魚釣島の西北西岸は峻岸屹立し、其高さ干百八十尺にして漸く其の東岸に傾下し遠く之を望めば、水面上に直角三角形を為せり。本島は極めて清水に富み、其の東岸清流の横流するを認めたり。海路路誌に據れば其の沿岸に川魚の住するを見たりと、本島は那覇河ロ三重城を距る、西七度南二百三十海里に在り

久場島は魚釣嶋の北東十六海里に在り、海中に屹立して沿岸皆な六十尺に内外し、其の絶頂は六百尺なり。本島も魚釣島に同じく更に船舶を寄泊すへきの地なし。 右二嶋は共に皆な石灰石に成り、暖地普通樹草の石間に茂生するも嘗て有用の材渠なく其の魚釣島の各礁の如きは僅かに海辨の繁茂するのみ、更に樹木あるを見す。特に海島(鳥)の群集するは各礁島極めて夥しく魚釣島の如きその清流に富むも、其の地味恐くは人住に適するもに非らず。
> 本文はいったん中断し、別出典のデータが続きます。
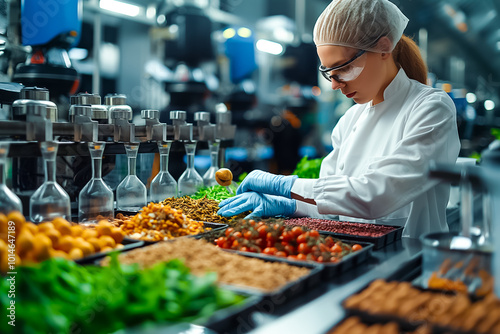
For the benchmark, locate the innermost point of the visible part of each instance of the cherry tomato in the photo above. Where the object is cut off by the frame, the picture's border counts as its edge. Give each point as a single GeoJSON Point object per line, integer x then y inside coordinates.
{"type": "Point", "coordinates": [356, 247]}
{"type": "Point", "coordinates": [229, 230]}
{"type": "Point", "coordinates": [301, 238]}
{"type": "Point", "coordinates": [296, 231]}
{"type": "Point", "coordinates": [303, 248]}
{"type": "Point", "coordinates": [301, 257]}
{"type": "Point", "coordinates": [269, 250]}
{"type": "Point", "coordinates": [290, 249]}
{"type": "Point", "coordinates": [314, 233]}
{"type": "Point", "coordinates": [220, 241]}
{"type": "Point", "coordinates": [262, 231]}
{"type": "Point", "coordinates": [336, 249]}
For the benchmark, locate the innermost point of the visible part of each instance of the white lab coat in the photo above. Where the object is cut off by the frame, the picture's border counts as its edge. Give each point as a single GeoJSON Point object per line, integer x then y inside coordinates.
{"type": "Point", "coordinates": [377, 171]}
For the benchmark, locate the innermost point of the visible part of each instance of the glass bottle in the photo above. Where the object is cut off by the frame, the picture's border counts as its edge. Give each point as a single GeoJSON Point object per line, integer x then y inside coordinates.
{"type": "Point", "coordinates": [96, 198]}
{"type": "Point", "coordinates": [163, 185]}
{"type": "Point", "coordinates": [8, 200]}
{"type": "Point", "coordinates": [49, 200]}
{"type": "Point", "coordinates": [190, 181]}
{"type": "Point", "coordinates": [131, 193]}
{"type": "Point", "coordinates": [209, 177]}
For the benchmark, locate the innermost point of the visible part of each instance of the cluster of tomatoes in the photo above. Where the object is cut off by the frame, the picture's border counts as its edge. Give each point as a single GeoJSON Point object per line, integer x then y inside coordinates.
{"type": "Point", "coordinates": [275, 238]}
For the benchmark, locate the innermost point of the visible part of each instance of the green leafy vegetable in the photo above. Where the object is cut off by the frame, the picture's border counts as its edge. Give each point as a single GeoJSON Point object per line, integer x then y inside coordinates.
{"type": "Point", "coordinates": [59, 296]}
{"type": "Point", "coordinates": [217, 193]}
{"type": "Point", "coordinates": [308, 169]}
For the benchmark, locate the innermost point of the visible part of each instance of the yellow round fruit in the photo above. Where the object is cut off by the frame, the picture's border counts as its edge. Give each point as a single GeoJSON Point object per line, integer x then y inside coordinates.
{"type": "Point", "coordinates": [41, 247]}
{"type": "Point", "coordinates": [66, 243]}
{"type": "Point", "coordinates": [75, 253]}
{"type": "Point", "coordinates": [89, 233]}
{"type": "Point", "coordinates": [107, 241]}
{"type": "Point", "coordinates": [76, 230]}
{"type": "Point", "coordinates": [104, 228]}
{"type": "Point", "coordinates": [54, 236]}
{"type": "Point", "coordinates": [117, 234]}
{"type": "Point", "coordinates": [24, 242]}
{"type": "Point", "coordinates": [45, 226]}
{"type": "Point", "coordinates": [95, 243]}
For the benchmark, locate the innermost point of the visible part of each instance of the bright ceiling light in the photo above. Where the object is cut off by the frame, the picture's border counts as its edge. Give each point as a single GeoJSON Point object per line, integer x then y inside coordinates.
{"type": "Point", "coordinates": [229, 33]}
{"type": "Point", "coordinates": [269, 47]}
{"type": "Point", "coordinates": [120, 7]}
{"type": "Point", "coordinates": [489, 105]}
{"type": "Point", "coordinates": [471, 97]}
{"type": "Point", "coordinates": [244, 32]}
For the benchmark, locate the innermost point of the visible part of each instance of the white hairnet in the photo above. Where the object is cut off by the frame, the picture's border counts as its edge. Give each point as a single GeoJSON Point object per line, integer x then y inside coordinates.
{"type": "Point", "coordinates": [359, 24]}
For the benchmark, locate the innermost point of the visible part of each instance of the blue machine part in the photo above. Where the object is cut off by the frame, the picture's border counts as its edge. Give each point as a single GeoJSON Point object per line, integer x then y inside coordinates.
{"type": "Point", "coordinates": [240, 50]}
{"type": "Point", "coordinates": [44, 21]}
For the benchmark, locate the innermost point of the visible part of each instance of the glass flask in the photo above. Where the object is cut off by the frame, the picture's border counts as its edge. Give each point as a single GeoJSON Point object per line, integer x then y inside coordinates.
{"type": "Point", "coordinates": [190, 181]}
{"type": "Point", "coordinates": [50, 200]}
{"type": "Point", "coordinates": [96, 198]}
{"type": "Point", "coordinates": [131, 193]}
{"type": "Point", "coordinates": [163, 185]}
{"type": "Point", "coordinates": [209, 177]}
{"type": "Point", "coordinates": [8, 200]}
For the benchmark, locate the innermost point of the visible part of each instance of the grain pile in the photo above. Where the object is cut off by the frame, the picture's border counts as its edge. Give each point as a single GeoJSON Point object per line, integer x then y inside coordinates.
{"type": "Point", "coordinates": [201, 257]}
{"type": "Point", "coordinates": [202, 209]}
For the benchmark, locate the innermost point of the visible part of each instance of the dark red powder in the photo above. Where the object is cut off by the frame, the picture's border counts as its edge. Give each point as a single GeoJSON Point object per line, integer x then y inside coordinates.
{"type": "Point", "coordinates": [361, 229]}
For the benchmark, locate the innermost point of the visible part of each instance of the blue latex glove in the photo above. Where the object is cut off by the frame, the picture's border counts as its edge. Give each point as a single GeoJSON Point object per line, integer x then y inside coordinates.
{"type": "Point", "coordinates": [267, 183]}
{"type": "Point", "coordinates": [261, 205]}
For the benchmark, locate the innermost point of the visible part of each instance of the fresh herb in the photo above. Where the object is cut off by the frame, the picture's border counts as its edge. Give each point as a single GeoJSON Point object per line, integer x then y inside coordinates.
{"type": "Point", "coordinates": [217, 193]}
{"type": "Point", "coordinates": [308, 169]}
{"type": "Point", "coordinates": [59, 296]}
要するに右諸島は天の海島(鳥)に其の住所を賦與したるものと謂ふも可なり。 本船は久場島より慶良間峡に直航せしを以て、途上久米赤島を認めんと欲し、之に接航せしも適す。夜半之を航過し當時殊に曇天暗黒にして之を実験するを得さりしは誠に遺憾なり。海路誌に據れば本島は一岩礁に過ぎずして其の位地、東径百廿四度卅四分、北緯廿五度五十五分、即ち那覇三重城を距る両六度南百七十海里にして四百屹岸屹立して、其の高さ二百七十尺遠く之を望めば日本形船の装帆せしに異ならすと、本嶋は外船も屡々之を認めたるも、其の位地を報する。各々異なり蓋し、其の黒潮の中流に孤立せるを以て各船皆な其の推渕を異にしたるや必せり



嘗(ショウ、ジョウ、な・める、かつ・て)
與(ヨ、あた・える、くみ・する)



<解説>
出雲丸船長・林鶴松が著した『魚釣、久場、久米赤嶋回航報告書』は、石澤兵吾の『魚釣島外二嶋巡視取調概略』と共に沖縄の東京出先機関の沖縄県大書記官・森長義へ報告された。そのことは『地学雑誌』にも掲載されている。